Visible Light-Promoted Green and Sustainable Approach for One-Pot Synthesis of 4,4'-(Arylmethylene)bis(1H-pyrazol-5-ols), in Vitro Anticancer Activity, and Molecular Docking with Covid-19 Mpro

Abstract

A visible light-promoted, efficient, green, and sustainable strategy has been adopted to unlatch a new pathway toward the synthesis of a library of medicinally important 4,4′-(arylmethylene)bis(1H-pyrazol-5-ols) moieties using substituted aromatic aldehydes and sterically hindered 3-methyl-1-phenyl-2-pyrazoline-5-one in excellent yield.
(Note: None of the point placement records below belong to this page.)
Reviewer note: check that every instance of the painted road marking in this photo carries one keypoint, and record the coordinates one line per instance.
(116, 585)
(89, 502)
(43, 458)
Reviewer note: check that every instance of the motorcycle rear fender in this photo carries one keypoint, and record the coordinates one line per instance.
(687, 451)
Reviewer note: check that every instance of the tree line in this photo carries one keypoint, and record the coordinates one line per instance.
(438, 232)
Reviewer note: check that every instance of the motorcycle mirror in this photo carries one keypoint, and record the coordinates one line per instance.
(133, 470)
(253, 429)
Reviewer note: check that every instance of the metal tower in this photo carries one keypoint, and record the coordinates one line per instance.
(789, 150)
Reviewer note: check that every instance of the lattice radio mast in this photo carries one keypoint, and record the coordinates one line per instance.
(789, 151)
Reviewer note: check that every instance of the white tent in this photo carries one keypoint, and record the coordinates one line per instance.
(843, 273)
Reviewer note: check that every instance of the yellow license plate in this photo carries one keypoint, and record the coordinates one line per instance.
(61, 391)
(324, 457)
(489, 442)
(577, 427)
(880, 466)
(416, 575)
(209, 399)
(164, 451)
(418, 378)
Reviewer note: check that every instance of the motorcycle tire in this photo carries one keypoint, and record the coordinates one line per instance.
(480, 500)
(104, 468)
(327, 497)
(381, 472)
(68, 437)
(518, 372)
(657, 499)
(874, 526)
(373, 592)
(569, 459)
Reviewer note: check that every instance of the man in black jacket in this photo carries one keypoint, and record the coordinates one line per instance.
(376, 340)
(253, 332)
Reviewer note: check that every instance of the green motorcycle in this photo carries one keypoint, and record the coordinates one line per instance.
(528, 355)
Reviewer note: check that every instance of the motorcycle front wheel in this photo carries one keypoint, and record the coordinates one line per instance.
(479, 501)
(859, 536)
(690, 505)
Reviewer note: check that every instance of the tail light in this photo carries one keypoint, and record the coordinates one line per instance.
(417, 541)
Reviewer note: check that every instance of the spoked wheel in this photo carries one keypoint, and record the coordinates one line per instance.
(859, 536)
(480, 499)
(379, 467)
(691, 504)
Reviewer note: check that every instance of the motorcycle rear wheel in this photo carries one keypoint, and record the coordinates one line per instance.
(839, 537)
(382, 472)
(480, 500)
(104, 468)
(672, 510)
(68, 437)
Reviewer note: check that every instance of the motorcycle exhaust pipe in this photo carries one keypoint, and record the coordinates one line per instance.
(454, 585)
This reaction shows high functional group tolerance and provides a cost-effective and catalyst-free protocol for the quick synthesis of biologically active compounds from readily available substrates. Synthesized compounds were characterized by spectroscopic techniques such as IR, 1HNMR, 13CNMR, and single-crystal XRD analysis. All the synthesized compounds were evaluated for their antiproliferative activities against a panel of five different human cancer cell lines and compared with Tamoxifen using MTT assay. Compound 3m exhibited maximum antiproliferative activity and was found to be more active as compared to Tamoxifen against both the MCF-7 and MDA-MB-231 cell lines with an IC50 of 5.45 and 9.47 μM, respectively. A molecular docking study with respect to COVID-19 main protease (Mpro) (PDB ID: 6LU7) has also been carried out which shows comparatively high binding affinity of compounds 3f and 3g (-8.3 and -8.8 Kcal/mole, respectively) than few reported drugs such as ritonavir, remdesivir, ribacvirin, favipiravir, hydroxychloroquine, chloroquine, and olsaltamivir. Hence, it reveals the possibility of these compounds to be used as effective COVID-19 inhibitors.